Reading through Mumford’s account of the phases of technological complexes, I noted how the capitalist mode of economics is heavily dependent on technology. The interdependence seemed so crucial to both that it almost seemed that the history of capitalism is the history of technological development. Though Mumford does distinguish technics and capitalism as separate but interrelated forces. In the conclusion of the final chapter, “Orientation,” Mumford writes “we have advanced as far as seems possible in considering mechanical civilization as an isolated system” (p. 434). Technics & Civilization was first published in 1934; a contemporary reader will likely extend Mumford’s analysis to account for the last 80 years of technological progress, particularly in consideration of the information and telecommunications revolutions (an editorial note before the main text states that Mumford “would have loved” the Internet). Such an extension must account for the associated developments in capitalism. Scholars have used terms like “hypercapitalism” and “network and informational capitalism” to describe the new outlets of capital accumulation made possible by the global telecommunications infrastructure. Mumford wrote that “we are now entering a phase of dissociation between capitalism and technics” (p. 366), due in part to the over-working of “the machine”. Hypercapitalism has seen new forms of over-exploitation, and the continued commodification of intangibles such as information and attention, calling into question the dissociation of capitalism and technics.

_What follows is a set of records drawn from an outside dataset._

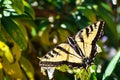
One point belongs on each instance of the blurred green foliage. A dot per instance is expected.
(30, 28)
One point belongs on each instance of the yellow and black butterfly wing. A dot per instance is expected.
(61, 54)
(77, 51)
(87, 38)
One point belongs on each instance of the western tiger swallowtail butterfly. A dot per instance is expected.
(78, 51)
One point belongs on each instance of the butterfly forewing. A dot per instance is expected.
(87, 38)
(77, 49)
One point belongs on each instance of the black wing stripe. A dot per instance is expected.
(99, 33)
(75, 46)
(65, 51)
(54, 64)
(62, 49)
(55, 52)
(45, 57)
(50, 54)
(93, 51)
(87, 31)
(91, 27)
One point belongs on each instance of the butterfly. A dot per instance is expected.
(78, 51)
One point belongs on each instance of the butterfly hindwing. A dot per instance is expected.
(61, 54)
(77, 51)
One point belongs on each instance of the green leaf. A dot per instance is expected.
(15, 33)
(2, 37)
(18, 6)
(111, 29)
(111, 66)
(12, 69)
(27, 67)
(91, 16)
(5, 52)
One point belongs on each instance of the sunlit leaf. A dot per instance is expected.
(29, 10)
(16, 34)
(27, 67)
(18, 6)
(12, 69)
(111, 66)
(5, 52)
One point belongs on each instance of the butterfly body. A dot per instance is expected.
(77, 51)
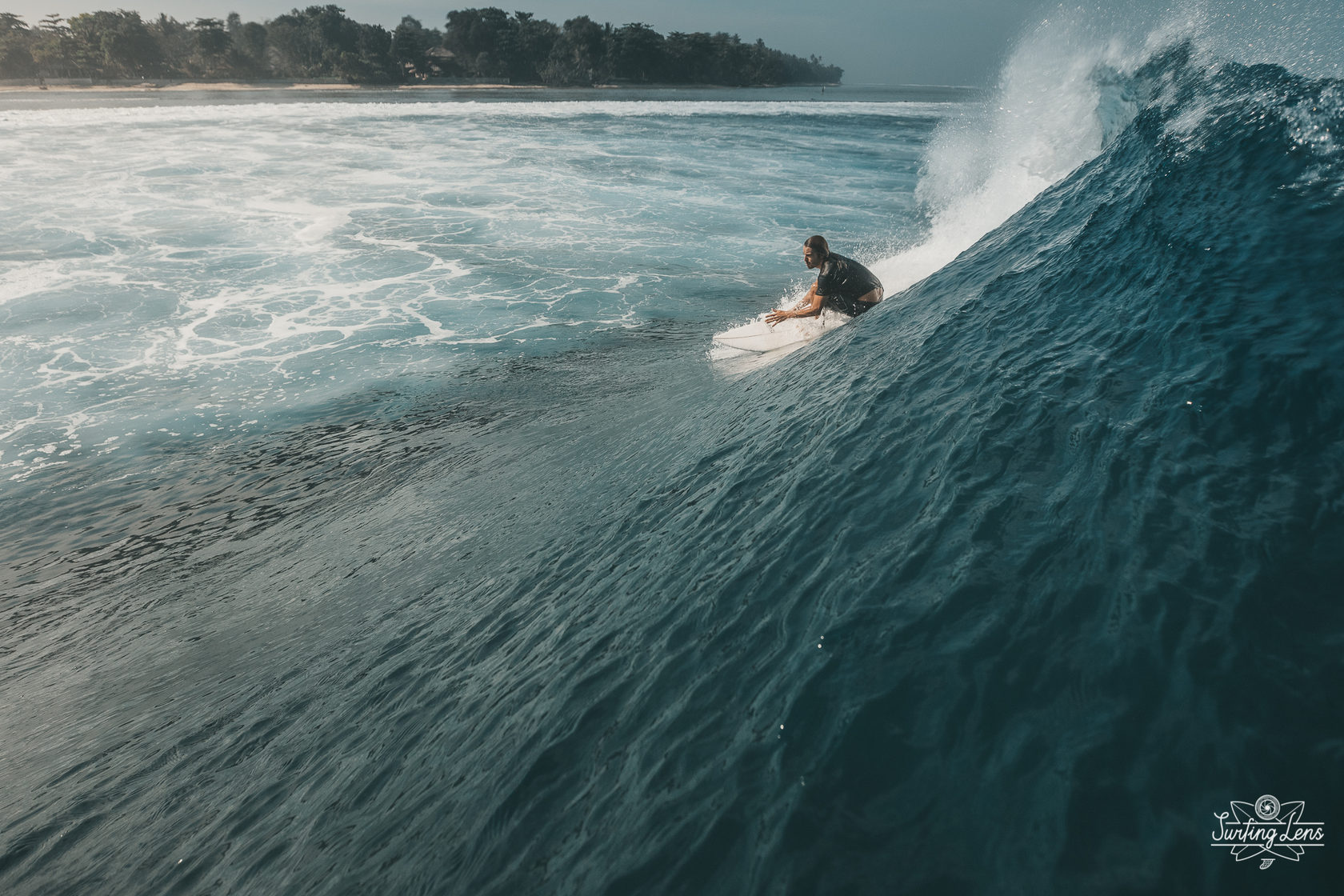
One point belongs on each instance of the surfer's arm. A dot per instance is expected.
(810, 306)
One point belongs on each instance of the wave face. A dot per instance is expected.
(1008, 586)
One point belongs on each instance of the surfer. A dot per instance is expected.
(843, 284)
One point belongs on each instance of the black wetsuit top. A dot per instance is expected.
(843, 281)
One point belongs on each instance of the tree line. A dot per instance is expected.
(322, 42)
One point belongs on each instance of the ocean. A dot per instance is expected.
(379, 514)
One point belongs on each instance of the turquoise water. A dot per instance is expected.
(379, 516)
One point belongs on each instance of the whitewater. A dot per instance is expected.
(381, 518)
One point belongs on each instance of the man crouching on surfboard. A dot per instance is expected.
(843, 284)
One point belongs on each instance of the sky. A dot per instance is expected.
(893, 42)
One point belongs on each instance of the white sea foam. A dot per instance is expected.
(310, 113)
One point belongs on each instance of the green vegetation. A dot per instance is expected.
(322, 42)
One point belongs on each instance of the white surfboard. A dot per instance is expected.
(758, 336)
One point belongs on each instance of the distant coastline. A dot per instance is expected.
(180, 86)
(320, 43)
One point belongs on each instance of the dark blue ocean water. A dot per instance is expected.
(382, 522)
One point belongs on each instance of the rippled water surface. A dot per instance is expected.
(379, 516)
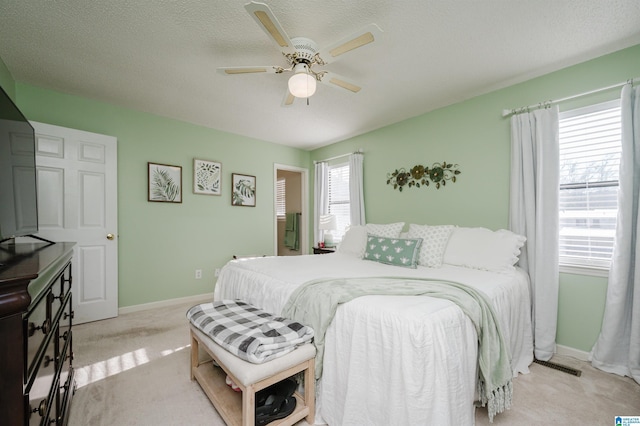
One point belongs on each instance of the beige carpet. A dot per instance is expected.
(134, 370)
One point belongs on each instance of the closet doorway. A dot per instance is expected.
(290, 214)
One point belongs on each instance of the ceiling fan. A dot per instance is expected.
(302, 54)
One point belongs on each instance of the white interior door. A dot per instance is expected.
(77, 201)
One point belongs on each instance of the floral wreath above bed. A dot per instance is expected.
(420, 175)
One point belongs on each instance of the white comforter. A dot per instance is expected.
(392, 359)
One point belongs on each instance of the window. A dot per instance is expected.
(281, 198)
(339, 198)
(590, 145)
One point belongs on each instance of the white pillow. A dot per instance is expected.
(354, 242)
(389, 230)
(482, 248)
(434, 241)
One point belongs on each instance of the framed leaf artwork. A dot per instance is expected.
(243, 190)
(206, 177)
(164, 183)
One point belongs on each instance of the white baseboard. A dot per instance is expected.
(575, 353)
(200, 298)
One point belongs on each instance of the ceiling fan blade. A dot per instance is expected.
(288, 99)
(335, 80)
(249, 70)
(269, 23)
(358, 39)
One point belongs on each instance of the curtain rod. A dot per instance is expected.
(359, 151)
(508, 112)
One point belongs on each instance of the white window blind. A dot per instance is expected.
(339, 198)
(281, 198)
(589, 167)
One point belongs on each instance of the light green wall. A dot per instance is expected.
(474, 135)
(6, 81)
(161, 244)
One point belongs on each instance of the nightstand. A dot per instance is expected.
(323, 250)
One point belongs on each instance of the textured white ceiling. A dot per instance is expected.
(160, 56)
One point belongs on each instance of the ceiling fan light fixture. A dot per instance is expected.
(302, 84)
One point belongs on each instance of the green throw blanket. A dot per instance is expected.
(315, 303)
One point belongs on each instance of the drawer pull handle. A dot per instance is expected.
(41, 409)
(47, 360)
(46, 325)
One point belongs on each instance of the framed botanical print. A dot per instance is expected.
(164, 183)
(207, 177)
(243, 190)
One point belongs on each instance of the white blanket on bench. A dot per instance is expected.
(247, 332)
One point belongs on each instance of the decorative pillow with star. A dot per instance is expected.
(393, 251)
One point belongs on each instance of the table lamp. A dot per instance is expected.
(327, 224)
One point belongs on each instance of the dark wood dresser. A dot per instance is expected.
(36, 370)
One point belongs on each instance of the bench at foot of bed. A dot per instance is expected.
(238, 408)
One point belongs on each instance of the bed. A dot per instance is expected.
(400, 359)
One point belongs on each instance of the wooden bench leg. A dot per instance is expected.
(310, 390)
(194, 356)
(249, 406)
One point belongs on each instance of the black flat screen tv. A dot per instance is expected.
(18, 192)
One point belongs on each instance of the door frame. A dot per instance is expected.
(304, 196)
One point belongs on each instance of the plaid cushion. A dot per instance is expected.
(248, 332)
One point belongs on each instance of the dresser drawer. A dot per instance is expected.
(65, 321)
(60, 289)
(39, 393)
(37, 326)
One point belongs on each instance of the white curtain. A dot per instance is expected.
(533, 212)
(617, 349)
(321, 199)
(356, 188)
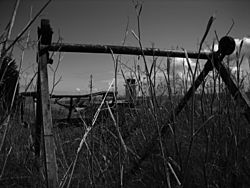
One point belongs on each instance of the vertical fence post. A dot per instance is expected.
(45, 36)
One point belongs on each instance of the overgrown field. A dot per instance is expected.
(207, 145)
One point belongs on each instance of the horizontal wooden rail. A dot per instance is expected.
(34, 94)
(126, 50)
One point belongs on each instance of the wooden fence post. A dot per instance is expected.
(45, 36)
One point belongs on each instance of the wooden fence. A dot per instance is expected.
(44, 118)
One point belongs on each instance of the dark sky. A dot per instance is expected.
(166, 23)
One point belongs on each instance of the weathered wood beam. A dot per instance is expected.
(126, 50)
(45, 35)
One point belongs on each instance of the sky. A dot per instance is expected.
(166, 24)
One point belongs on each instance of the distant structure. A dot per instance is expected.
(130, 90)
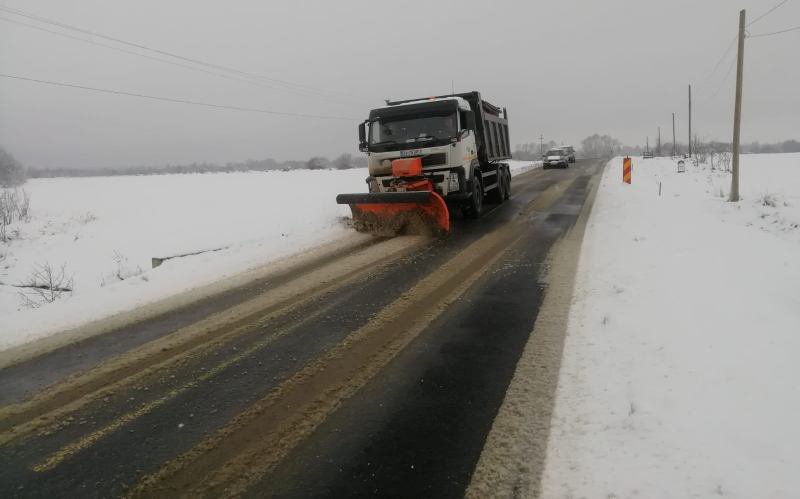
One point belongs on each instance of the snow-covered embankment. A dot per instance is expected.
(680, 372)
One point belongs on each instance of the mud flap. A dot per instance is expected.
(392, 213)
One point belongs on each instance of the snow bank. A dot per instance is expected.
(106, 229)
(680, 372)
(518, 167)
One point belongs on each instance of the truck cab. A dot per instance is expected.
(460, 139)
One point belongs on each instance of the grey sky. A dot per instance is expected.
(563, 68)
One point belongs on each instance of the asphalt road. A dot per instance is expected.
(372, 371)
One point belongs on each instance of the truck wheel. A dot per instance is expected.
(475, 206)
(497, 195)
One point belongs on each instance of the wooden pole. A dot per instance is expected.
(737, 113)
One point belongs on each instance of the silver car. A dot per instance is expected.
(556, 157)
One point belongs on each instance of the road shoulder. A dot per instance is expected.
(513, 457)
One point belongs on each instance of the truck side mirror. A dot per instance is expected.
(362, 137)
(470, 120)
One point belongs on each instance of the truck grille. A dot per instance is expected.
(435, 159)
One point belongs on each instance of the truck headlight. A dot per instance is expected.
(373, 184)
(453, 184)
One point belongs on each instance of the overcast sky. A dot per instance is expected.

Mumford’s warning of the capitalist threat to physical resources, however, remains pertinent today.
The attention Mumford gives to the psychological effects of technics is a fascinating component of his analysis that prefigures McLuhan’s observations on technology as extensions of the human organism. The introduction of introspection and self-reflection instigated by the mirror’s effect on the individual ego; the metamorphosis of thought from flowing and organic to verbal and categorical brought on by print and paper; the shift from self-examination to self-exposure ushered in by the introduction of cameras; these are just some of the examples cited by Mumford to establish that the technological complexes built up from every individual innovation are not constrained to the obvious external manifestations but involve dramatic internal changes as well. In fact, the psychological and material transformations are not distinct processes, but are necessarily interlinked, two sides of the same coin.